Using the Professional Learning Communities (PLCs) Process to Improve Student Learning

14 Sep 2023 7:24 PM | Paige Jennings (Administrator)

By: Keely Garren

Professional Learning Communities (PLCs) have been widely utilized in education for over two decades. Recently, re-scaling the PLC process through professional development in schools and districts has become popular to ensure that each educator has a solid foundation in the four questions that guide the PLC process and that each educator can engage in the PLC process from their unique educator role. The PLC process focuses on improving student learning and achievement. 

Defining a PLC

PLCs (Professional Learning Communities) are educators who are committed to sharing knowledge and learning. Meeting regularly to discuss ways to serve their students through improved practice is essential in any school serious about increasing student achievement.

Under its core principle, continuous job-embedded learning for educators will ultimately positively affect student learning. At these meetings, educators share and analyze data while also creating norms to facilitate effective collaboration.

PLCs are distinguished by an inquiry mindset -- the willingness to challenge assumptions, test ideas, and learn from failure - along with a culture of trust and cooperation among educators. This framework can be utilized effectively in schools K-12.

Creating a Vision for PLCs

PLCs are used to enhance teaching and learning in classrooms through collaborative processes that use teacher-created professional standards and data-driven decision-making to make better educational practices possible. Through PLC protocols, educators explore student academic growth data at individual, classroom, school, and district levels.

Teams then use this data to develop strategies for improving classroom instruction and student outcomes. A data-driven approach seeks to determine student mastery of specific learning targets while offering support to those who require it; it can also enhance school leadership effectiveness.

Creating a Mission for PLCs

For PLCs to succeed, educators must commit themselves to the idea that learning should be continuous for students and staff alike - an enormous change that affects how the school runs.

PLC educators must collaborate and share expertise among themselves while at the same time being able to analyze data and make decisions regarding instructional strategies. 

As part of your effort to increase buy-in among teachers, it's vital that regular meetings take place where educators can discuss the collective commitments that define the PLC. Meetings themed around collective commitments may prove effective at stimulating discussions that bring teachers together around these collective commitments. 

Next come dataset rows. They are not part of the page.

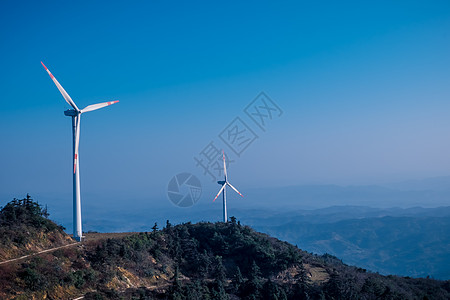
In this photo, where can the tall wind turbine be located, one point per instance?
(224, 189)
(75, 113)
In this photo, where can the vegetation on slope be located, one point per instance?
(201, 261)
(25, 228)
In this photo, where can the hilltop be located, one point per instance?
(192, 261)
(25, 229)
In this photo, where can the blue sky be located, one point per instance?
(364, 88)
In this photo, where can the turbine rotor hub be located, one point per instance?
(71, 113)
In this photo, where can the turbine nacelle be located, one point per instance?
(71, 113)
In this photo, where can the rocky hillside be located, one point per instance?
(25, 229)
(199, 261)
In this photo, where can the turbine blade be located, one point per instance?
(61, 89)
(220, 191)
(97, 106)
(234, 188)
(77, 143)
(224, 165)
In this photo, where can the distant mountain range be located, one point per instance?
(186, 261)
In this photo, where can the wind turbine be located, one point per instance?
(75, 113)
(224, 189)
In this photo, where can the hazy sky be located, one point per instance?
(364, 90)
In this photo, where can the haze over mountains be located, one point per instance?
(399, 228)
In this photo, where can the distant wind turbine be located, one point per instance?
(224, 189)
(75, 113)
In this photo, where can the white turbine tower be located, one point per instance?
(224, 189)
(75, 113)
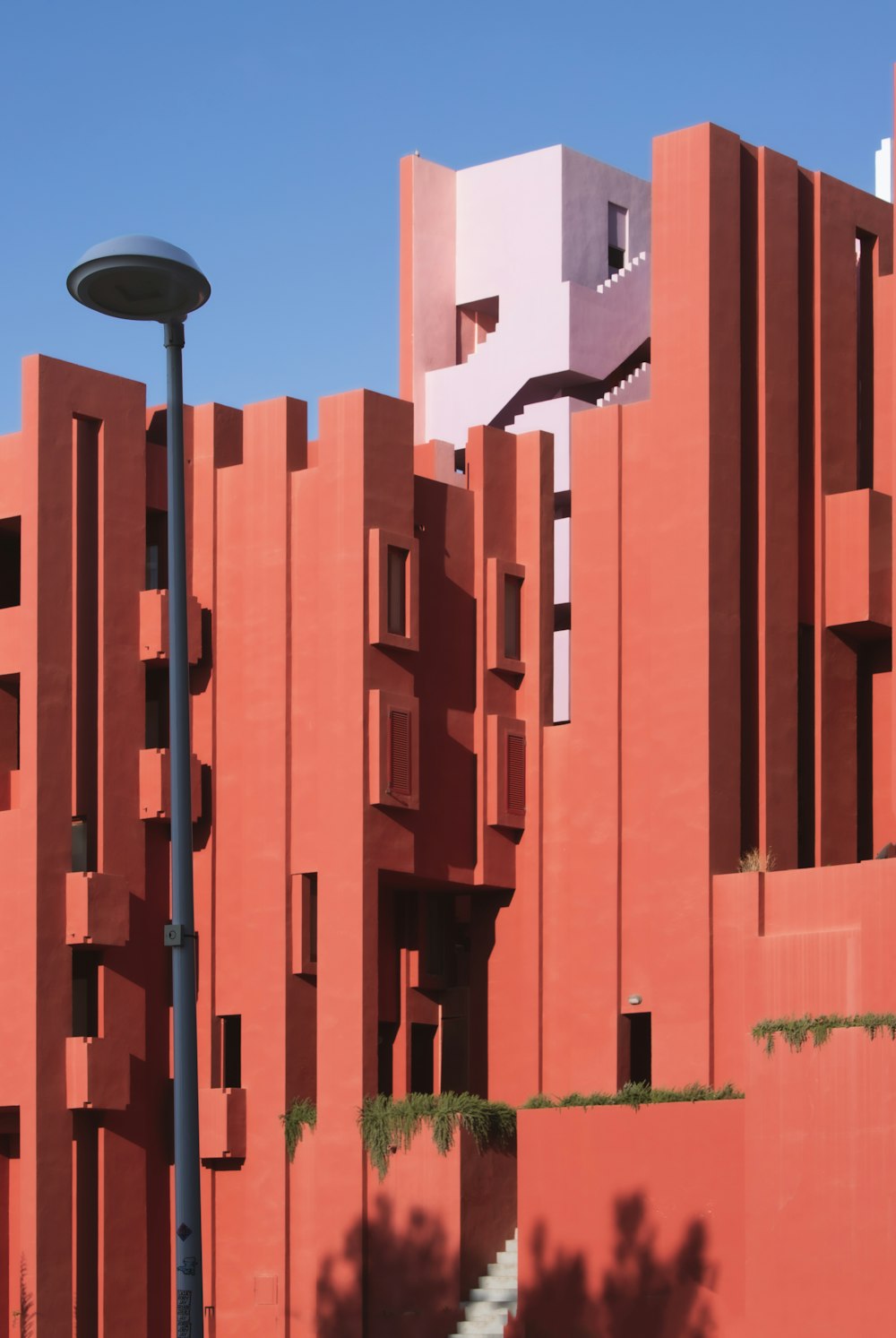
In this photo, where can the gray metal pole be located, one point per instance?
(181, 934)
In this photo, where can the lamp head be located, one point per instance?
(139, 279)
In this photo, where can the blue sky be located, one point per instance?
(265, 138)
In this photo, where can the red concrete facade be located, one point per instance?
(407, 876)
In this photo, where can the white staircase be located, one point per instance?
(491, 1303)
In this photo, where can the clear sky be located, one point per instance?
(265, 138)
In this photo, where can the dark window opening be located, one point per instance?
(10, 562)
(231, 1050)
(157, 548)
(475, 323)
(635, 1048)
(10, 721)
(157, 707)
(309, 909)
(396, 599)
(513, 617)
(81, 846)
(385, 1047)
(84, 992)
(423, 1045)
(806, 747)
(866, 358)
(435, 930)
(616, 237)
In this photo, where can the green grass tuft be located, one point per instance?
(796, 1031)
(634, 1095)
(387, 1126)
(301, 1115)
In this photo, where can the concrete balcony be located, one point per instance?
(222, 1123)
(155, 784)
(154, 626)
(98, 1075)
(98, 910)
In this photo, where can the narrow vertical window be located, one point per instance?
(516, 775)
(10, 721)
(231, 1050)
(84, 992)
(10, 562)
(616, 237)
(399, 770)
(309, 911)
(396, 577)
(513, 617)
(635, 1055)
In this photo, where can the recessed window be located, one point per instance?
(10, 721)
(157, 548)
(231, 1050)
(10, 562)
(84, 992)
(309, 908)
(616, 237)
(396, 591)
(513, 617)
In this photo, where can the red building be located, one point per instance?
(416, 868)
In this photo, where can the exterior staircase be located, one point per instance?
(494, 1300)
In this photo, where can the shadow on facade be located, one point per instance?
(410, 1280)
(641, 1295)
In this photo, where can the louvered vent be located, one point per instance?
(516, 775)
(401, 754)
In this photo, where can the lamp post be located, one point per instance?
(142, 279)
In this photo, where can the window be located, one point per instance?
(231, 1050)
(10, 721)
(616, 237)
(513, 615)
(157, 548)
(423, 1068)
(84, 992)
(10, 562)
(396, 591)
(635, 1049)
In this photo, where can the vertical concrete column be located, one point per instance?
(692, 773)
(835, 471)
(582, 783)
(779, 502)
(253, 765)
(513, 479)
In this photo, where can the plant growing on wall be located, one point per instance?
(756, 862)
(635, 1095)
(387, 1126)
(796, 1031)
(301, 1115)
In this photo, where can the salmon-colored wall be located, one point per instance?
(730, 688)
(632, 1221)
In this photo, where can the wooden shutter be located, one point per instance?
(399, 756)
(516, 773)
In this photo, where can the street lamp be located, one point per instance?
(142, 279)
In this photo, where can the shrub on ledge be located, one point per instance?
(796, 1031)
(635, 1095)
(387, 1126)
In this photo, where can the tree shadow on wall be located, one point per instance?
(410, 1280)
(641, 1295)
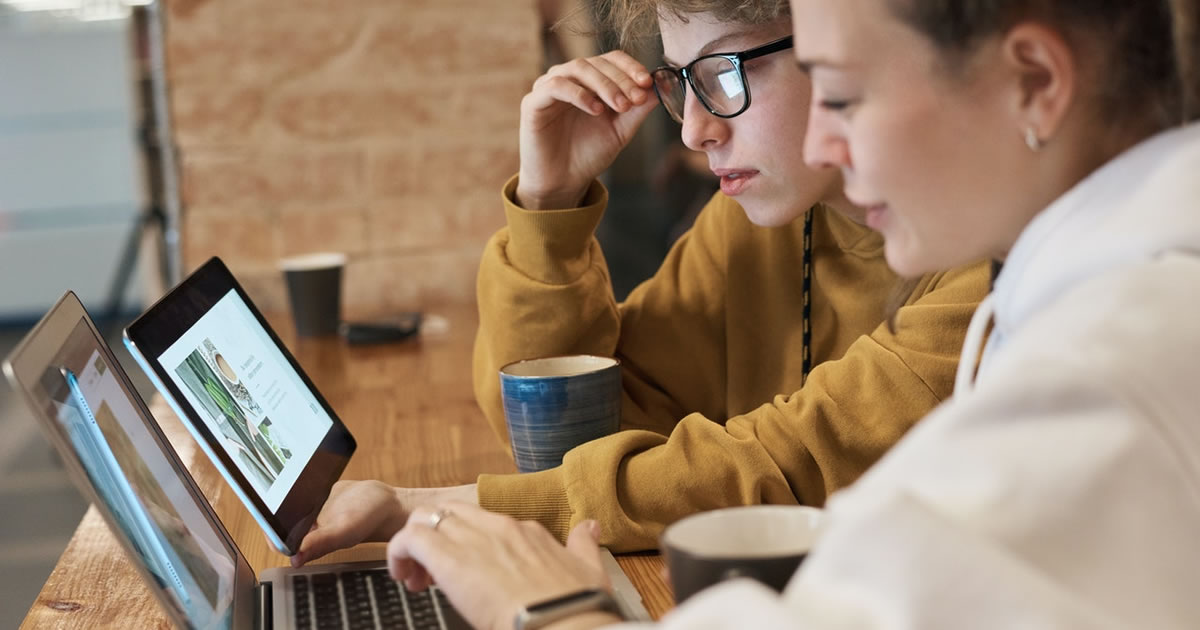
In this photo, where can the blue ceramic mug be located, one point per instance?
(556, 403)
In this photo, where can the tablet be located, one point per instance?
(245, 400)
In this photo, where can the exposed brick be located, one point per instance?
(259, 48)
(265, 288)
(442, 168)
(443, 41)
(330, 229)
(241, 240)
(468, 108)
(215, 114)
(267, 179)
(383, 129)
(430, 222)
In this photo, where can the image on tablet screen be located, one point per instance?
(246, 393)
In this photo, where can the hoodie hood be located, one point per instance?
(1133, 209)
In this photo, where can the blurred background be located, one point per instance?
(139, 138)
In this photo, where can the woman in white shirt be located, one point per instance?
(1061, 486)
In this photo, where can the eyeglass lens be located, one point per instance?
(717, 82)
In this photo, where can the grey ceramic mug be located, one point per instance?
(556, 403)
(763, 543)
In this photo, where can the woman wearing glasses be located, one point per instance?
(1060, 487)
(756, 363)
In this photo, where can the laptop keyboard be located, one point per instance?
(367, 599)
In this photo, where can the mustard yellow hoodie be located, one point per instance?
(714, 413)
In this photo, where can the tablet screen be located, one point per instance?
(131, 474)
(264, 417)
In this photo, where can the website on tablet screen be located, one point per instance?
(247, 394)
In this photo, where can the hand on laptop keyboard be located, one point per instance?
(490, 565)
(369, 511)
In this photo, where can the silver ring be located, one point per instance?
(437, 517)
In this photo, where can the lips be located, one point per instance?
(735, 180)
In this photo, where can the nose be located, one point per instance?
(702, 131)
(825, 144)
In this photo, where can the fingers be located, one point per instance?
(315, 544)
(613, 81)
(583, 543)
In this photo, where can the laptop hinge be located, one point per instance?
(264, 606)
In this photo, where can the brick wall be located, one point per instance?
(383, 129)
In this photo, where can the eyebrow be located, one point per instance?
(807, 65)
(711, 47)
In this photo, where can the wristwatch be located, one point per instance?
(546, 612)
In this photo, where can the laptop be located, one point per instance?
(123, 462)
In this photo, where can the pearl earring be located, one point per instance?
(1032, 141)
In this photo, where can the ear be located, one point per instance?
(1047, 73)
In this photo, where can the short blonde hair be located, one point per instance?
(633, 21)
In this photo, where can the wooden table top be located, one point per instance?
(413, 412)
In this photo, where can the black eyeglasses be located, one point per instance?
(719, 81)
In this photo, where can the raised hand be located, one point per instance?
(576, 119)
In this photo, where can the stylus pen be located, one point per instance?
(117, 483)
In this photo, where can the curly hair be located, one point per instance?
(1147, 79)
(633, 21)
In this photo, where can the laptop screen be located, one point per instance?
(238, 381)
(133, 477)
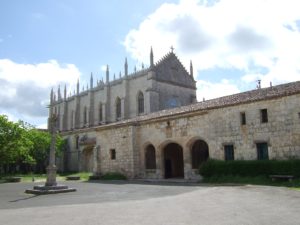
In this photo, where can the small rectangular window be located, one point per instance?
(262, 151)
(228, 152)
(243, 118)
(264, 115)
(112, 154)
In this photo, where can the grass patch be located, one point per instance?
(84, 176)
(255, 180)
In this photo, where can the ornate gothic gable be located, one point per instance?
(169, 69)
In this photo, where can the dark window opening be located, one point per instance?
(118, 108)
(264, 115)
(243, 118)
(112, 154)
(85, 116)
(150, 158)
(77, 142)
(229, 152)
(140, 103)
(262, 151)
(199, 153)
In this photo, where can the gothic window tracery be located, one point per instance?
(140, 102)
(118, 108)
(100, 113)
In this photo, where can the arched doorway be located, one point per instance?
(173, 161)
(150, 158)
(199, 153)
(87, 159)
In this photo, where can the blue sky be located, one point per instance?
(232, 44)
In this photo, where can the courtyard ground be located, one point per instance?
(138, 203)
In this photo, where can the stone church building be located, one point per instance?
(148, 124)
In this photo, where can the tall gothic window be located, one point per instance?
(72, 119)
(85, 116)
(118, 108)
(100, 113)
(140, 102)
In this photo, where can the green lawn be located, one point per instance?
(258, 180)
(84, 176)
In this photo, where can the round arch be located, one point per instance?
(199, 153)
(150, 157)
(87, 159)
(173, 160)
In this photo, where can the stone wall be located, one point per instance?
(216, 127)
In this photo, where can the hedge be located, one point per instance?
(250, 168)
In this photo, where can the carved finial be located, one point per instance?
(65, 92)
(151, 58)
(172, 48)
(51, 96)
(58, 93)
(91, 81)
(191, 69)
(126, 67)
(78, 87)
(258, 86)
(107, 74)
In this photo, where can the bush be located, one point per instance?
(250, 168)
(113, 176)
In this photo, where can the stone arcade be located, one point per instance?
(148, 124)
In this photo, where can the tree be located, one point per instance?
(22, 145)
(14, 143)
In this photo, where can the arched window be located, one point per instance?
(85, 116)
(118, 108)
(100, 113)
(150, 159)
(199, 153)
(140, 102)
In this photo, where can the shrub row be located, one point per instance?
(250, 168)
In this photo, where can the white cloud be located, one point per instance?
(25, 88)
(227, 34)
(207, 90)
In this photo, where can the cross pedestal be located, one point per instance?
(51, 186)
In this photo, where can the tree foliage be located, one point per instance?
(24, 146)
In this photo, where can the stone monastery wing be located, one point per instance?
(169, 69)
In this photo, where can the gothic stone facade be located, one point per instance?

Creating a Culture for PLCs

Through PLCs, teachers can form positive relationships that foster an environment of collaboration, equity, and continuous improvement within schools K-12. Embracing a culture of collaboration promotes collective efficacy and can lead to positive student learning outcomes. The PLC process uses data to make decisions rather than intuition or personal preferences, providing greater insights into what works and why, leading to a stronger school culture overall. To embrace data, a sense of belonging and safety must be fostered, as a level of vulnerability is needed to be reflective within a group and try new approaches to learning.

Creating a Structure for PLCs

An effective PLC requires cooperative effort and an unshakeable belief that everyone can reach their maximum potential; without an organized group structure, this cannot happen. Setting a meeting agenda and including a facilitator are essential steps toward running an effective PLC. A facilitator should understand its culture while leading group discussions effectively while keeping student learning at the center of the conversation. Teachers should also be encouraged to share ideas and resources between meetings. For example, one teacher could visit another class to observe an effective strategy being utilized before discussing it further with its host teacher later. This strategy helps foster the collaborative nature of a PLC while simultaneously encouraging growth and improvement over time.